In this post, I would like to suggest an alternative to Proof of Work and Proof of Stake in Crypto. I will call it Proof of Improvement.

The idea behind proof of improvement is that crypto tokens represent a real world improvement in state of something. This way, as that thing improves over time, the value of the token and the entire network improves.
A little background to the other two methods. Proof of Work requires that a bunch of computers number-crunch in order to keep the crypto networks running. All these computers crunching require a lot of electricity (and hardware) to do this.

Proof of Stake involves people tying up their tokens in some way or the other, and getting rewarded with more tokens for doing this.

Proof of Work is a very wasteful way of keeping the crypto networks running. A lot of electricity is being used up, and most of it is not doing anything particularly useful to the world. Proof of Stake, on the other hand, while not being particular wasteful, disconnects the tokens from the real world. Without any form of inherent value, most crypto tokens will be at serious risk of collapsing into nothing.

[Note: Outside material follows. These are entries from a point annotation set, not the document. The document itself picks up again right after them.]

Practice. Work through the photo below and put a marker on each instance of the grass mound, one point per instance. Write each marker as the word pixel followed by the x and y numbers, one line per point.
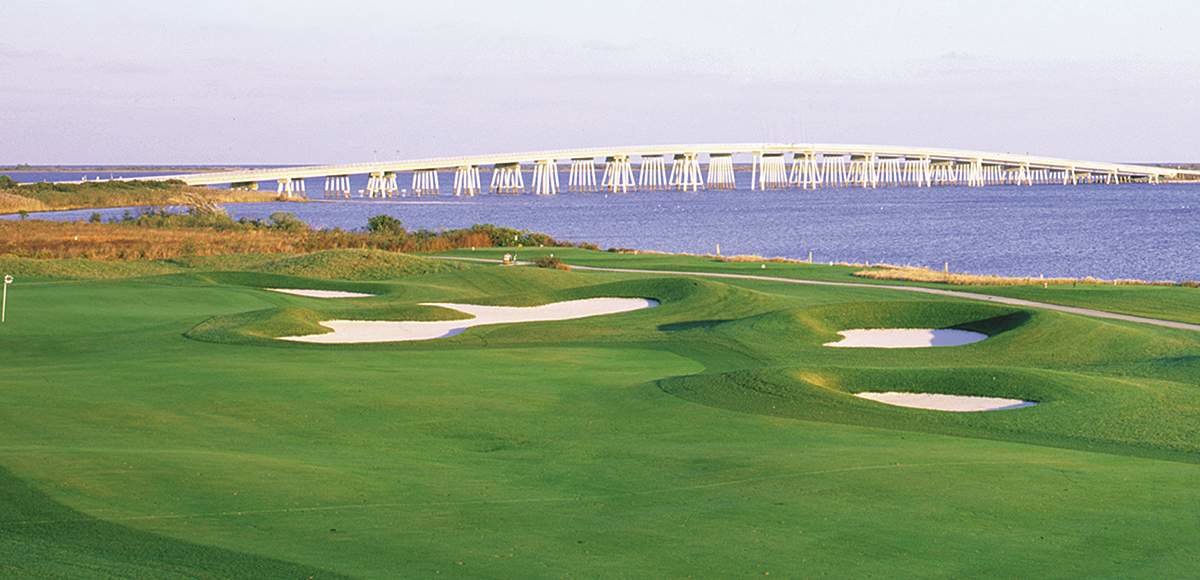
pixel 1075 411
pixel 357 264
pixel 912 314
pixel 81 269
pixel 43 538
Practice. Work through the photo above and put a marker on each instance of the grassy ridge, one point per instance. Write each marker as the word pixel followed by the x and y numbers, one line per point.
pixel 1173 303
pixel 40 197
pixel 579 447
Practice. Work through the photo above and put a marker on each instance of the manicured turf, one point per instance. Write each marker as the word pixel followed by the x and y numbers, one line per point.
pixel 151 428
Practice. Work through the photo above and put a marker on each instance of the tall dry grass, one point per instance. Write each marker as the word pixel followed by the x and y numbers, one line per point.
pixel 913 274
pixel 11 203
pixel 45 239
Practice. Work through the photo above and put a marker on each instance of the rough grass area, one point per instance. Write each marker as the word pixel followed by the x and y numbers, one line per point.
pixel 210 232
pixel 913 274
pixel 355 264
pixel 329 264
pixel 12 203
pixel 1174 303
pixel 118 193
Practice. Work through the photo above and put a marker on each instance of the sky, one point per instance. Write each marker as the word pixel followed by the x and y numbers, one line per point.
pixel 322 82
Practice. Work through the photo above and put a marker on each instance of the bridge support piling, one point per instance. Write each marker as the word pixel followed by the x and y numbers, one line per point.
pixel 466 181
pixel 288 187
pixel 583 174
pixel 805 172
pixel 685 172
pixel 337 186
pixel 720 172
pixel 864 171
pixel 618 174
pixel 768 171
pixel 507 178
pixel 425 183
pixel 545 178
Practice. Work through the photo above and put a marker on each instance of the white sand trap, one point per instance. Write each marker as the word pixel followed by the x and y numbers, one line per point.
pixel 958 404
pixel 905 338
pixel 321 293
pixel 355 332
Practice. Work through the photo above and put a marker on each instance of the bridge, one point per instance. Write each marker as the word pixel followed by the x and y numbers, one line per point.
pixel 679 167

Proof of improvement solves this - the 'hard problem' being solved is something that has real-world utility (and is hard to improve, as a consequence). It also prevents tokens from collapsing, as they represent something with real world value.

Let me give an example - I own a tiny Palm Fruit plantation. This plantation has about 700 trees in it. Each tree produces a bunch of palm fruit on it, which will be converted into oil and can be sold on the market. It costs about $1 to plant a palm tree, and you can make maybe $50 per year from each tree, till the tree stops producing.

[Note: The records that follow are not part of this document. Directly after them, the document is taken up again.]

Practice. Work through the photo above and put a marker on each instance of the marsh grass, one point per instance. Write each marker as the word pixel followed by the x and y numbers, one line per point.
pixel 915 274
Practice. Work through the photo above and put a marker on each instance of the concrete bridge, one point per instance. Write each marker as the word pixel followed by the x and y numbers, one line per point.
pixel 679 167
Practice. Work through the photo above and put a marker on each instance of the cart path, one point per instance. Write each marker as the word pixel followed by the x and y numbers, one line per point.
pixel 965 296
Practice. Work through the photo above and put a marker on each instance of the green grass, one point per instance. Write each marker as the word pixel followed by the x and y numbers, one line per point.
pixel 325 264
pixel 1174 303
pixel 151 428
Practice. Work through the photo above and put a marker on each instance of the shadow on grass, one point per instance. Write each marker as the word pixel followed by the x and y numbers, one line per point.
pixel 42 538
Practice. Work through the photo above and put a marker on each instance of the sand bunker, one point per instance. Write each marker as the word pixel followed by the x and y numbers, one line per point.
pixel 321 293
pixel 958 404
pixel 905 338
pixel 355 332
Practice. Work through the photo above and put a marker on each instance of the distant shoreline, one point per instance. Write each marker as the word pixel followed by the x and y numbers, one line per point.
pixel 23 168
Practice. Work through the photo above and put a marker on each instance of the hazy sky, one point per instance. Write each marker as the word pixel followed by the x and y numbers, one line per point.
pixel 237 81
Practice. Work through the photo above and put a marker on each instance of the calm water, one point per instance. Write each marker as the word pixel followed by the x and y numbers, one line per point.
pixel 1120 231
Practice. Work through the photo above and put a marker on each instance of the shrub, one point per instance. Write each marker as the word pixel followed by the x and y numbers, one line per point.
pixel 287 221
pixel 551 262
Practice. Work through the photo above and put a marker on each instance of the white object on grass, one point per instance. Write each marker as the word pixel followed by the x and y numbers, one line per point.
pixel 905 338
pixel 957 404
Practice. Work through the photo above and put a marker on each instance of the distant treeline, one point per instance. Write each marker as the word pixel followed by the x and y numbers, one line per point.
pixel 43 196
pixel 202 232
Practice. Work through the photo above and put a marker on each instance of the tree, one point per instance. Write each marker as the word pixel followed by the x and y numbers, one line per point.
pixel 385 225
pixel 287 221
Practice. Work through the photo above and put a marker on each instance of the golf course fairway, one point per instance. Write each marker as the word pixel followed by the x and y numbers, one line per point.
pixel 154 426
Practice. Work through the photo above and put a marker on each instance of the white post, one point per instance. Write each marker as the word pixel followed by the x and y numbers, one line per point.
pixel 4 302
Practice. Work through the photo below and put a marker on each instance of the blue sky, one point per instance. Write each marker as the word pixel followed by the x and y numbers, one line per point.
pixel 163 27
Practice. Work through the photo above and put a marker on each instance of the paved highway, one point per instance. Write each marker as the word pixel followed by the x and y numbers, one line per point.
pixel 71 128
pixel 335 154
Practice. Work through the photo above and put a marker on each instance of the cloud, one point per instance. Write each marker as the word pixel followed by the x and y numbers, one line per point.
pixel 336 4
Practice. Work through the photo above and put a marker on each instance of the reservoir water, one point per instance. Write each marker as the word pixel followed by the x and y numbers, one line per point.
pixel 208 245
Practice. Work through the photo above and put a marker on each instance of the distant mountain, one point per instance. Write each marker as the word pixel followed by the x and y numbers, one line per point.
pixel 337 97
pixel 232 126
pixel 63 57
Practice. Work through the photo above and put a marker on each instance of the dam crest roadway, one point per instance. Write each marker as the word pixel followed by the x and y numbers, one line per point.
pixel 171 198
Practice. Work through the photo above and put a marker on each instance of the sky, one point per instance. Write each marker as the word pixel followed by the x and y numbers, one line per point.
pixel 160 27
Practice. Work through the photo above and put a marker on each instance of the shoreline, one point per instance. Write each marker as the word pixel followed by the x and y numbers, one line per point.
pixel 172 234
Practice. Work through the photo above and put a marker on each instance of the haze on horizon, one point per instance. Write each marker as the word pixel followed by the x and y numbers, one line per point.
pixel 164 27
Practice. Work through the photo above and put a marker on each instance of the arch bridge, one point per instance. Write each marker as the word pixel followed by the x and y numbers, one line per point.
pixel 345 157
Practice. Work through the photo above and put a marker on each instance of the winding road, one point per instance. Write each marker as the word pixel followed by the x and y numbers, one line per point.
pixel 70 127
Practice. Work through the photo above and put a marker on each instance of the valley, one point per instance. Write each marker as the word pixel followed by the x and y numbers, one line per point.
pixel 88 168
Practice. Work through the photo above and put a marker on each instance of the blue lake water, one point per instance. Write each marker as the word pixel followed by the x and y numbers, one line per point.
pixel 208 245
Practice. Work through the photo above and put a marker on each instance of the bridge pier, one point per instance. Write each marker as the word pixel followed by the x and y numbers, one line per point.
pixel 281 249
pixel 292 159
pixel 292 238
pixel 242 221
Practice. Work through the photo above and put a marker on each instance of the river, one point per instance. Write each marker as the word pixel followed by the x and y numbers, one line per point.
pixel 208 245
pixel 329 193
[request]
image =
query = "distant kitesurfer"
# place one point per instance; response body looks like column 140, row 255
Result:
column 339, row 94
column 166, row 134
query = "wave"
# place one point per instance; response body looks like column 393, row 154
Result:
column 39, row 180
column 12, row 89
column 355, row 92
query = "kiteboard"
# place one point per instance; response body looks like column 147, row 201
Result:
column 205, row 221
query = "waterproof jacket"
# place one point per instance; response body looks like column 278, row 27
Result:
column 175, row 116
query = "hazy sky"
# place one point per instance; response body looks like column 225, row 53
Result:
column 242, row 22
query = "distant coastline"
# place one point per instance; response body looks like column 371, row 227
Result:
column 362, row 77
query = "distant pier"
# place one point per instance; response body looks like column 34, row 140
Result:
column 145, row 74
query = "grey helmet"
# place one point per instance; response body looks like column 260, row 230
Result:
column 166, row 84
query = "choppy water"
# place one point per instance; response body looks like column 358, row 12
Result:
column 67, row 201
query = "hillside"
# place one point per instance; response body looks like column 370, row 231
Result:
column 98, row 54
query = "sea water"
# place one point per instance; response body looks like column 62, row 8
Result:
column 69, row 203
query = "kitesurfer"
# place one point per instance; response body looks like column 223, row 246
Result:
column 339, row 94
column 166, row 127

Imagine that each tree was allocated a token for my imaginary crypto-currency: PALMOILCOIN. Each token then represents exactly one tree. The token also represents all the economic value that that tree will produce over its lifetime. A person holding this token is then entitled to the entire profit of that particular tree.

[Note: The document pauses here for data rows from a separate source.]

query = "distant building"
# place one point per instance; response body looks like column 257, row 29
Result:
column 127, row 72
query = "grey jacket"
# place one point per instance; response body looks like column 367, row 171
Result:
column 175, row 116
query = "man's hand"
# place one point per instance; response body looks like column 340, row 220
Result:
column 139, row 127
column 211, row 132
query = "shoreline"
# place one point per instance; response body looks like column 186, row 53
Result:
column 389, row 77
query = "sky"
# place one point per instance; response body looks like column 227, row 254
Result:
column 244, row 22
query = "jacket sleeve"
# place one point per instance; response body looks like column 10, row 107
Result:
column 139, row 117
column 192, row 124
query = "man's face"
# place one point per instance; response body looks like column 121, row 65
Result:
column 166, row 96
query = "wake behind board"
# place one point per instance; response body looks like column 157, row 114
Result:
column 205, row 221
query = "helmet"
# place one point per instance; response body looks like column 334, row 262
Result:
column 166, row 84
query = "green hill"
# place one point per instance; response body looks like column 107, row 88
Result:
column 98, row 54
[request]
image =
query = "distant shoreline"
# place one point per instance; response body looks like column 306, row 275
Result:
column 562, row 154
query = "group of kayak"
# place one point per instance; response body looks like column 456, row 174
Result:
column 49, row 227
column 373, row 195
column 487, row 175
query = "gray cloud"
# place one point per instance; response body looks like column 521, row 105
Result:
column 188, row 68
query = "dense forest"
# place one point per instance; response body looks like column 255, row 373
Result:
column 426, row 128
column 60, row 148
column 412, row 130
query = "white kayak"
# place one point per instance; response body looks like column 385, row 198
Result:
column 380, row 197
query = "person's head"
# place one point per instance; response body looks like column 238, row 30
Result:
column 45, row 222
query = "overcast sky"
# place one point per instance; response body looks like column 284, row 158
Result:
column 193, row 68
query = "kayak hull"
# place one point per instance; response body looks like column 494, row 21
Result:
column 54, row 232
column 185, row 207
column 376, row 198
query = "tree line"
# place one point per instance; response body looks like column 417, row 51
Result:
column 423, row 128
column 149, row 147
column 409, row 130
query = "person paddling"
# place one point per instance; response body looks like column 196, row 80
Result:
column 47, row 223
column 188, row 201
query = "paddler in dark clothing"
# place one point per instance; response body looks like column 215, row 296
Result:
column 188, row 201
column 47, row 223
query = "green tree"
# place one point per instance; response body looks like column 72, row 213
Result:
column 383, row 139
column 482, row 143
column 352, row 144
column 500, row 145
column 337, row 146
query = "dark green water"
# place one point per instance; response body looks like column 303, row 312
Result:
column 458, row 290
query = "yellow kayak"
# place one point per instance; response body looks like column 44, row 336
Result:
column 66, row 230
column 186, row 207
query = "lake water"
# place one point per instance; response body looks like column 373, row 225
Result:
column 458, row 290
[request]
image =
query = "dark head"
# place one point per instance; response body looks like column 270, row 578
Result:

When a tree is planted, then the token is worth $1 (the cost of planting). Over time, the value of the token increases, because the risk decreases. After 2 years, when the tree starts producing oil, the token is worth the annual production multiplied by the years the palm tree is still likely to produce.

The discount on the value comes from the risk factor. When a tree is planted, there is no guarantee it will grow. So a price of $1 is fair. When it produces, you are sure of at least $50, but what happens if a flood comes the next year and completely destroys the plantation? So you can price the next year at $40. The further in the future one looks, the more one discounts the price. So perhaps the coin could be priced at something like $50 + $40 + $30 + $20 + $10, representing the value in each year, discounted by the risk.
This digitally tradable token is hence storing the value that that palm tree will produce. So people can trade this future value with each other, and whoever holds that token gains the future profits from the asset the token represents.

However, there is a huge problem. I am just some guy who claims he owns palm trees in Nigeria (of all places). You have no idea if those palm trees exist. You have no idea if I actually own it. You have no idea if I will honour my side of the bargain and actually pay up when it comes time to do so. There is so much risk in an exercise like this - and a network built on this alone would be instantly filled with scammers.

So hence comes the second part of the Proof of Improvement network - the Improvement Insurer (who is a bit like a miner). Anyone can be an Improvement Insurer, and what they do is to issue a statement validating that a particular asset has actually improved. They do so by staking some of their own tokens into the coin being improved. In return, they take a percentage of the future return.

Every token purchase pays out a dividend as the asset improves over time. The dividend rate is estimated by the token issuer. The Improvement Insurer provides an independent evaluation of what the dividend rate will actually be, and advertises a % of this dividend in return to provide a continuous assessment of the risk value of the token.

Should a token issuer default, the insurer loses all or some of their staked tokens, as well as credibility. The projections on which others 'trusted' them on an asset return will no more match the return. This credibility score is also recorded on the blockchain, and is visible to anyone buying in. It becomes one of the primary ways that decisions are made about a particular investment.

Over time, improvement insurers that are very good will attract the trust of the community, and earn a good return by providing the de-risking service. The token issuers will be happy because they can raise capital for their projects. The investors will be happy because they now have relative certainty in their investments and a clear return.

All investment is risk, and the primary utility digital tokens have shown themselves to have is as a way of investing. The proof of improvement method makes investing central to digital tokens, while building in mechanism that minimize, while not eliminating risk. Projects can get financed (or sold when on-going), and people can speculate and earn good returns if they speculate right.